URSS, metà anni Ottanta. A causa di un guasto all'auto, un professore di ateismo scientifico (Leonid Gromov) è costretto a chiedere aiuto a un delirante ex galeotto (Aleksej Serebrjakov). Nella casa di quest'ultimo convergeranno varie figure, disperate e violente, povere e maltrattate.
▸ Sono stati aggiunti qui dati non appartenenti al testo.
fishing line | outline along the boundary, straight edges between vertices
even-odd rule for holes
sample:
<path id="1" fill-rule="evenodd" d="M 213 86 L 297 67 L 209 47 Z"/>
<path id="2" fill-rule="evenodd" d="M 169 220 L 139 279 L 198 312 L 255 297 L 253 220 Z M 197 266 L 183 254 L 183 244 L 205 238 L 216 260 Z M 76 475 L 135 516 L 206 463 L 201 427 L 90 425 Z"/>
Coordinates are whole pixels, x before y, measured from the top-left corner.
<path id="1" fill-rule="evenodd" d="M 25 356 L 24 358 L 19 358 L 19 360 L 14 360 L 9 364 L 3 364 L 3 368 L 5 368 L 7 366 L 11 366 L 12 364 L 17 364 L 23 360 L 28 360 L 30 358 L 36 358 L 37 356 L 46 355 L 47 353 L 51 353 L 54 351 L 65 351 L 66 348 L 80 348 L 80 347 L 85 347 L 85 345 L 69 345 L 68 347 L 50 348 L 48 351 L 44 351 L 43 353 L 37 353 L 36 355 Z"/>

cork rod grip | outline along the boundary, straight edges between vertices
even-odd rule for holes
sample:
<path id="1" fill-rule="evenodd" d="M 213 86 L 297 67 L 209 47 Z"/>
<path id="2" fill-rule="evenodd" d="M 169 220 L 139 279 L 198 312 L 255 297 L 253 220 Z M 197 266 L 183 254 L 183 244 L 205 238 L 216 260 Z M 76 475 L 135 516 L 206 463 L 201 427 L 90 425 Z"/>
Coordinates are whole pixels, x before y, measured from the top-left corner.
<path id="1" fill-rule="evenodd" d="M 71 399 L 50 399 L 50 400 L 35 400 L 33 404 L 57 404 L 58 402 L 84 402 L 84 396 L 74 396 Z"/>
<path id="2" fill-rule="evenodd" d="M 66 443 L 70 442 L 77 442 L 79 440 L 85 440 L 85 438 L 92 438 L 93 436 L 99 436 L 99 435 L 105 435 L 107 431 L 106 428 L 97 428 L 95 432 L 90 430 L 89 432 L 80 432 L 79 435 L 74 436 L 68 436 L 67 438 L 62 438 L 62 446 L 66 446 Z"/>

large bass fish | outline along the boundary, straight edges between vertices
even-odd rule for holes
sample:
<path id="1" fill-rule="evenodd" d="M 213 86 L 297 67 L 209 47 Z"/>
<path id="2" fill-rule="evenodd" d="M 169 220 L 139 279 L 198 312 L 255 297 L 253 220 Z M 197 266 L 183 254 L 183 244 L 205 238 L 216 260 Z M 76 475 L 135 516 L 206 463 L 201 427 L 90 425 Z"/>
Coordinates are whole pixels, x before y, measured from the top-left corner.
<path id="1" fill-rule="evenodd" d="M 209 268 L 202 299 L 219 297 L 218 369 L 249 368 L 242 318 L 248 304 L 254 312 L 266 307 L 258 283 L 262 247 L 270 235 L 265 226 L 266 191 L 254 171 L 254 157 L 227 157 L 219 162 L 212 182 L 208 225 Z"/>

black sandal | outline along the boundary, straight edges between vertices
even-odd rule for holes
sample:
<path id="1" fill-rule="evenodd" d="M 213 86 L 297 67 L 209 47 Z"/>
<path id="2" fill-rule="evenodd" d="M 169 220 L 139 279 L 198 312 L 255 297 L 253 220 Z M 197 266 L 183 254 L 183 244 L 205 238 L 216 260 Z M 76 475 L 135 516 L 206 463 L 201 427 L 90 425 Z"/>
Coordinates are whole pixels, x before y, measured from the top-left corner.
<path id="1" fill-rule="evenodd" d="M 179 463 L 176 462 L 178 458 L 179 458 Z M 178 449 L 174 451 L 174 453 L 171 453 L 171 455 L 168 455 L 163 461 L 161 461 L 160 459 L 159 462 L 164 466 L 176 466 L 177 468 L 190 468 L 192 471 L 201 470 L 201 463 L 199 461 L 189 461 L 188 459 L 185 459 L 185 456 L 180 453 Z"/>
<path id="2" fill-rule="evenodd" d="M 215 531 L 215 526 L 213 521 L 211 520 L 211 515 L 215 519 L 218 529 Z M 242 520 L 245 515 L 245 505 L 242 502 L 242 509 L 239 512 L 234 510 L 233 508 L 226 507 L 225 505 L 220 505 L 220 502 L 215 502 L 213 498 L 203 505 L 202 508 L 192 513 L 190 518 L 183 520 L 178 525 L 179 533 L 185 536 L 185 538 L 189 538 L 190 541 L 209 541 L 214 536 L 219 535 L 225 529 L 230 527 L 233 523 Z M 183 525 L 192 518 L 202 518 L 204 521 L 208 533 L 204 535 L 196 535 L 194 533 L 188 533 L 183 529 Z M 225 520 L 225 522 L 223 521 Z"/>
Con una crudezza a dir poco sorprendente, Aleksej Balabanov firma un'opera di denuncia sul declino del comunismo. I tanti personaggi in campo sono spesso folli e privi di morale, figure che si muovono in un contesto decadente: emblematica, in questo senso, la giovane figlia del PSU locale, seviziata da un sadico capitano di polizia che, mentre la sua nazione è nel caos più totale, può dare vita ai desideri più torbidi, sentendosi giustificato a fare ciò che vuole. Religione e scienza, moralità e immoralità, politica e ignavia: Balabanov, come spesso avviene nel suo cinema, si perde nei tanti discorsi messi in campo e la sua pellicola è più un elenco degli orrori dell'epoca che un lungometraggio coerente e atto a sostenere una tesi specifica. Un duro pugno nello stomaco, che funziona solo in parte, indubbiamente in grado di scuotere ma anche vittima di una sceneggiatura poco coesa. Il titolo fa riferimento al nome degli aerei che trasportavano in patria le salme dei soldati sovietici caduti in Afghanistan.